Woodbrook College is an Edmund Rice, co-educational secondary school located in Woodbrook, Bray, Dún Laoghaire–Rathdown, Ireland. Part of the Edmund Rice Schools Trust (ERST). Previously called St Brendan's College, the school was rebranded as part of a rebuild and expansion from 2016.

The grounds are located on the Dublin Road, just north of Bray. Although, officially, it is over the County Dublin border, it is usually referred to as being in County Wicklow and part of Bray. The former building was opened on 5 September 1956, and accommodated approximately 400 students.
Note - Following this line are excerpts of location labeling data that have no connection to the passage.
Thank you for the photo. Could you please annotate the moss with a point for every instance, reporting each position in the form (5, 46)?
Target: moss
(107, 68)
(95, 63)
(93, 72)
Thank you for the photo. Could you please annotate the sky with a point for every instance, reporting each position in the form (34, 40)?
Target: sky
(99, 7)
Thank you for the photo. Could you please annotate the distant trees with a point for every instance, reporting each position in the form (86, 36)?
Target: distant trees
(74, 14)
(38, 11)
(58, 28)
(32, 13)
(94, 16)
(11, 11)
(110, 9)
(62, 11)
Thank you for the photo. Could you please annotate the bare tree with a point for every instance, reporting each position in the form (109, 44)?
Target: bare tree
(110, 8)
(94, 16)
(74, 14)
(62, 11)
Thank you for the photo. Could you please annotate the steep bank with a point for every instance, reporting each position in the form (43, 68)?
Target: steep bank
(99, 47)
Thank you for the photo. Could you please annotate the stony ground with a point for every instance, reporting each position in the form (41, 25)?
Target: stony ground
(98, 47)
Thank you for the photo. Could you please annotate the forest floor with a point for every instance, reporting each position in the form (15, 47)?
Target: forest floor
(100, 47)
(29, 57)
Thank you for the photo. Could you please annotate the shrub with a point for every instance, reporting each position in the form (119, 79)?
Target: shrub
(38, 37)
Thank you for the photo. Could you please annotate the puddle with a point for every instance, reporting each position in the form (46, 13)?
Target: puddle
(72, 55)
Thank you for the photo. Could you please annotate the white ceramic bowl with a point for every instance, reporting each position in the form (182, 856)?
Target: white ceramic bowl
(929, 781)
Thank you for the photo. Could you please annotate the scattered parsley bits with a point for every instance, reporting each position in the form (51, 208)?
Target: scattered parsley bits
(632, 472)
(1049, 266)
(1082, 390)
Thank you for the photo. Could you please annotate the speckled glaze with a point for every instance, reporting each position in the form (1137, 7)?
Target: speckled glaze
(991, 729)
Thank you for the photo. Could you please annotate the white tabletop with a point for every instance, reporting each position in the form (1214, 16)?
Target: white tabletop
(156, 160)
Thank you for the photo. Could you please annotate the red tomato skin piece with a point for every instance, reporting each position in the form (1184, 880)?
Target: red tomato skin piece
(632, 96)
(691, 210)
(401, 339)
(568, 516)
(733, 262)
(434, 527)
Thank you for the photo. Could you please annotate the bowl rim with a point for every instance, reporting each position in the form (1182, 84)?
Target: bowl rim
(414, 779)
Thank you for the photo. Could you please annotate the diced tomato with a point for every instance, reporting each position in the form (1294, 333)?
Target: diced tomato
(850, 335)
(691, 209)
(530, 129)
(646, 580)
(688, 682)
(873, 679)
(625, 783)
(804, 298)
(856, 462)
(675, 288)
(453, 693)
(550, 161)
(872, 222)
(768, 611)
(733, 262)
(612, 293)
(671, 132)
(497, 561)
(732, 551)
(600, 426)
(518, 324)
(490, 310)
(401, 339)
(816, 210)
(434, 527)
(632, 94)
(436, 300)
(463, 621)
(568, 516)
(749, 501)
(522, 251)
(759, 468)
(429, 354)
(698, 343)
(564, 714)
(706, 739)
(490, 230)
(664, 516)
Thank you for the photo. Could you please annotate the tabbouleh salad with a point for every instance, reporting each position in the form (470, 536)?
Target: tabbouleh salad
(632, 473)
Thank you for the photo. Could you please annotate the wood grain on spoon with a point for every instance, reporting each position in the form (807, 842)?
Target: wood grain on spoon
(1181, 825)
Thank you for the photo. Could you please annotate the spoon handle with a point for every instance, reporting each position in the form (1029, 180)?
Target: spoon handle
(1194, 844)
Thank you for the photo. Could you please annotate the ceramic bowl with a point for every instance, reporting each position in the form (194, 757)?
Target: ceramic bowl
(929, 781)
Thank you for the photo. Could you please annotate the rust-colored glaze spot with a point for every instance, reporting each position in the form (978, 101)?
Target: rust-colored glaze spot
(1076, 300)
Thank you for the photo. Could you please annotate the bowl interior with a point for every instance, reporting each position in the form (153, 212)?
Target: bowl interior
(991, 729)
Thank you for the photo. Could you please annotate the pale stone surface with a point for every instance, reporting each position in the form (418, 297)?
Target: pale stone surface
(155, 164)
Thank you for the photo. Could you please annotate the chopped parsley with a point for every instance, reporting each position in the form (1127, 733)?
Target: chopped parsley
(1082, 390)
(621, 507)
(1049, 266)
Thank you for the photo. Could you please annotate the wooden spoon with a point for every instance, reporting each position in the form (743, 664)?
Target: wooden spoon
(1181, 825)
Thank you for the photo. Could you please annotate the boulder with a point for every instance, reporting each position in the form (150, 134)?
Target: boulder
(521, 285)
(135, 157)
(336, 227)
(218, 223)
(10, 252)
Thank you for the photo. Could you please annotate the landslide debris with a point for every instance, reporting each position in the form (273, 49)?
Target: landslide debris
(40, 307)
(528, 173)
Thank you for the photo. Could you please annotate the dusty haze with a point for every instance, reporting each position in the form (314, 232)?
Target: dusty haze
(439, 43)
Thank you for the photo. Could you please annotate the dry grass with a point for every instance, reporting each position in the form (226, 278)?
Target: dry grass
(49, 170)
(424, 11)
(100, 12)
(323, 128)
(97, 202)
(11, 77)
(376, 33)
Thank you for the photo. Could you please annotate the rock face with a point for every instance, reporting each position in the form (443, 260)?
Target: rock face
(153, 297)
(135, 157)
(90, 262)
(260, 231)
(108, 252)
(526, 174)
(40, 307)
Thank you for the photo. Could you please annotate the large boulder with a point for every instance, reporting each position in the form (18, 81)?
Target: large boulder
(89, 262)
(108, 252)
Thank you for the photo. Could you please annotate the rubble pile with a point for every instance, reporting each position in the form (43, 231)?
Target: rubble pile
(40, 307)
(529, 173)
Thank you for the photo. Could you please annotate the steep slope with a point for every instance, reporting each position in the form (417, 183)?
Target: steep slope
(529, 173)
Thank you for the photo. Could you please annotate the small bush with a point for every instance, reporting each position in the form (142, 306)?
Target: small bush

The school celebrated its fiftieth year in 2006, thus marking its Golden Jubilee. This led to a visit by President of Ireland, Mary McAleese.

== Subjects ==
Woodbrook College offers a range of subjects, both optional and core. Out of the four optional subjects offered for the Junior Cycle, a maximum of two can be taken. Out of the twelve optional subjects for the Senior Cycle, a maximum of four can be taken.

== Extracurricular activities ==
Woodbrook College offers students many extracurricular activities. Among them are basketball, supervised study, rugby, Gaelic games, association football (soccer), athletics and debating.